# Turkey Hunt 09'



## cwp (Nov 25, 2007)

So fellas the hunt has been and gone. I must say that I have been quite dissapointed in some of my fellow hunters and their lack of education when it comes to a new species. (You don't sneak up on turkeys with much success, and when you come into a blind with people in it you should leave the area instead of hunting 25 yards in front of the blind!) Opening morning I was set up and things looked like the hunt was going to be over by 8am on the first day. I was set up about 200 yards from their roost and they were going crazy. They were gobbling every time I would call and I was getting excited. Shortly after sunrise they flew down and we had turkeys around us everywhere. We had hens close enough to the blind that I could have reached out and grabbed her with my hands. We had a tom and 3 hens come into the blind and stop behind a rock, unable to identify which head belonged to which bird we reluctanly passed as they turned and went down the trail away from us. By monday the birds have quit calling and we were getting no where very fast. We decided to move the blind and try a different area. We found an area with a lot of sign and set up. That night we only had 2 hens come into the decoys and we were out of there at dark. Today we hiked back into the blind and waited for the birds to come out of their roost. at about 8am the parade started when we had 8 hens and1 tom come into the decoys. The tom wasn't interested in the decoys or what we were doing. After he had gotten past the decoys and over the ridge he came back, but this time closer. To make a long story short dad bagged his bird today at 8am. It wasn't the biggest bird on the mountain, but it was a blast. He had a 8inch beard and 1" spurrs.


----------



## Huntoholic (Sep 17, 2008)

Congradulations on the bird !!! It looks like you had a good time and got to spend time with your dad.
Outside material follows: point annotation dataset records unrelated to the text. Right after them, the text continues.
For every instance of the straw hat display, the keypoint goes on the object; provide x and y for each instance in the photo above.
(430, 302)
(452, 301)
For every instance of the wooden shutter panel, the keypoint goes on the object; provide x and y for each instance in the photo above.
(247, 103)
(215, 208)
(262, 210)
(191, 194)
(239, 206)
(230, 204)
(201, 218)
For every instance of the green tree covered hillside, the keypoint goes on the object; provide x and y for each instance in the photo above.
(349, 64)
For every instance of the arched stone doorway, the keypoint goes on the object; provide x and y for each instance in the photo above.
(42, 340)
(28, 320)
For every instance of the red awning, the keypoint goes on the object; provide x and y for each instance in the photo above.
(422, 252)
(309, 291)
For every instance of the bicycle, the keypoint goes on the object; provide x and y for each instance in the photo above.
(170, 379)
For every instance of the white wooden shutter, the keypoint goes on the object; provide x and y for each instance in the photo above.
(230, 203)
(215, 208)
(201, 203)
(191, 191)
The un-educated are sometimes hard to take, but the time spent with your dad will live on. Forget the idiots, they are not worth remembering.


----------



## bwhntr (Sep 12, 2007)

Congrats! 


btw...why are you guys so happy in your pics??? :mrgreen:


----------



## bigdaddyx4 (Jan 11, 2008)

Good work! I can't wait to get out for mine! Where was that bird shot? It looks very familiar.


----------



## cwp (Nov 25, 2007)

bigdaddyx2 said:


> Good work! I can't wait to get out for mine! Where was that bird shot? It looks very familiar.


It was shot on the Nebo unit.


----------



## REPETER (Oct 3, 2007)

I'm a little behind on seeing this, but way to go! I can only imagine that would be a very challenging hunt, especially not only dealing with the other hunters, but also the general public...glad your pa was able to bag one (with your help of course.)


----------